It doesn’t matter how high you lift your leg. The technique is about transparency, simplicity and making an earnest attempt
Says Mikhail Baryshnikov, the famous dancer, actor, producer and photographer — a talent for whom the USSR was not big enough.
Mikhail was born in 1948 to Russian parents, in Riga, the capital of now independent Latvia. His dance is prominent from his early years, so it’s no surprise that he pursues the career of a classical ballet dancer. He graduates from the Leningrad Choreography School and gets accepted to the Kirov Ballet also in Leningrad where he performs the signature roles for a number of years. Mikhail has it tough in the USSR: being not very tall by Soviet standards – 168cm only, he was more likely to be granted only second-class ballet roles. More so, he disliked the rigidity of the Soviet ballet rules which had been around for over a hundred years: he longed for innovation and his own breathing space, which the Soviet dance organizations were unlikely to grant.

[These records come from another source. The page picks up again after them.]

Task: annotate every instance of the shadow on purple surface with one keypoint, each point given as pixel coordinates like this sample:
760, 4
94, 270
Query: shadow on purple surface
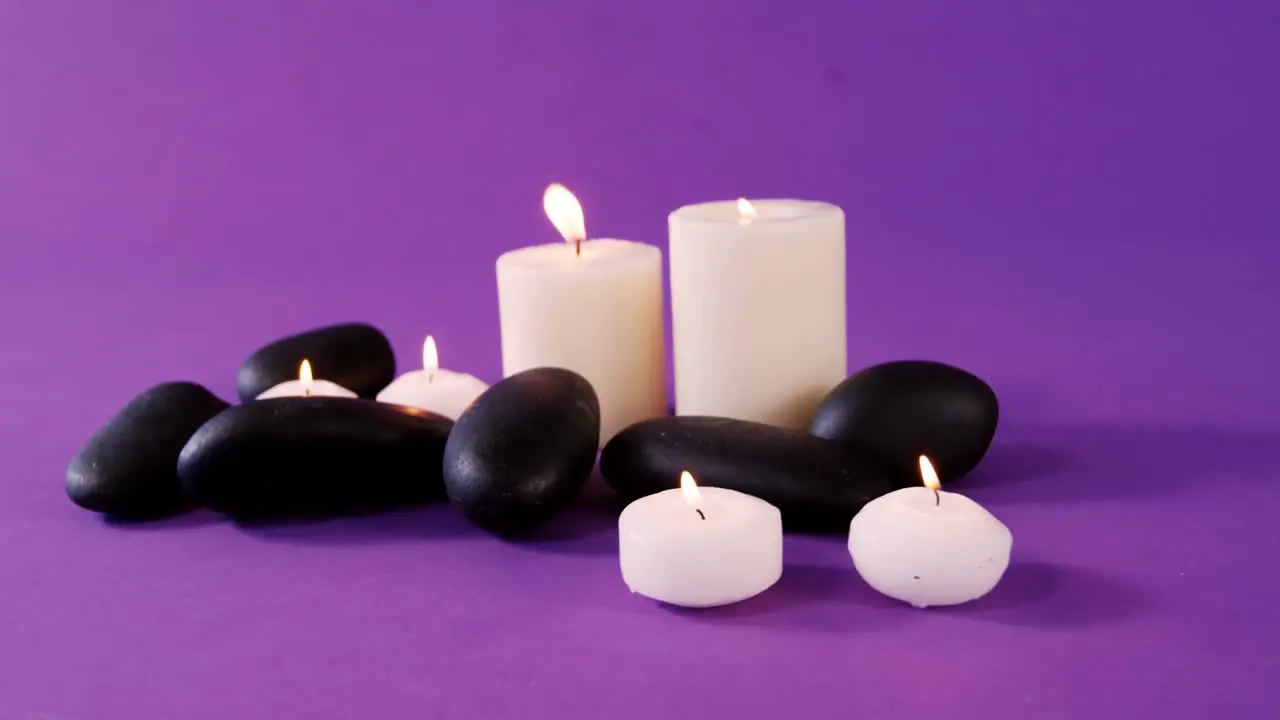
197, 518
432, 522
1092, 463
835, 600
1057, 596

This is how he got to pondering a relocation to a more liberal, possibly Western country – which would have never happened, as the USSR did not allow immigration, let alone immigration to the capitalistic countries. It was somewhat predictable that in 1974, while touring Canada with the dance troupe of Bolshoi Theatre, he defected: he says he was exploring his dance boundaries. Indeed, in the first two years after the defection, he danced with no less than 13 choreographers, “looking for himself”.

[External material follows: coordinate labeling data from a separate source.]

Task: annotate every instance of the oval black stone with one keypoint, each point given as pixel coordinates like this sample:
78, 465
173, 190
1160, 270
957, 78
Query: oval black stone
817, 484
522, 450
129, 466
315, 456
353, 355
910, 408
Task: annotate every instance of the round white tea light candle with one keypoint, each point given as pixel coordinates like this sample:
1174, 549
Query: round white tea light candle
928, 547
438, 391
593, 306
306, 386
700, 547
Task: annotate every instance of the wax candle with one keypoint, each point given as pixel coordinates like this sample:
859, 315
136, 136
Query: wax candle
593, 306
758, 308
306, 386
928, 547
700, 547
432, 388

“Mr B”, as he was known in the West, barely spoke a word of English and very little French, had a name virtually impossible to pronounce, childish height but a huge ego to live with. However, none of it mattered as his talent, his mastery of gesture and stagecraft were incredibly compelling. “It doesn’t matter how high you lift your leg. The technique is about transparency, simplicity and making an earnest attempt.” The idea of a “random dance” appealed to him, where the thrown dice determines sequence of the dance moves.

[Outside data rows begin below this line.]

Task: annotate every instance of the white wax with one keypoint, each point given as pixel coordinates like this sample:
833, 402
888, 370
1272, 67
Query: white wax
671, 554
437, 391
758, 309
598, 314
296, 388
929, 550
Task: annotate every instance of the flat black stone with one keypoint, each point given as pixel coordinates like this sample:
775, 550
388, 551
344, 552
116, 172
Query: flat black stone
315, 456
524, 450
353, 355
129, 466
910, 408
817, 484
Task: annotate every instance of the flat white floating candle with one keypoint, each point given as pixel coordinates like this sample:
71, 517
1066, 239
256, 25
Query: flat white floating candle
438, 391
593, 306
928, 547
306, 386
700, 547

He left classical ballet in 1990, turning his genius towards the other forms of artful expressions: modern dance, acting and photography. Among the noticeable (and certainly less known facts) is his role as Yuri Kopeikine, a famous Russian womaniser ballet dancer in the 1977 film The Turning Point, for which he received an Oscar nomination. He has had a few photographic exhibitions around the world, and just like in dance, his clear images of what’s on the photo are portrayed with elegance and style.
For him New York is home these days. Now he is a second most famous Mikhail of the Soviet Union (right after Mikhail Gorbachev).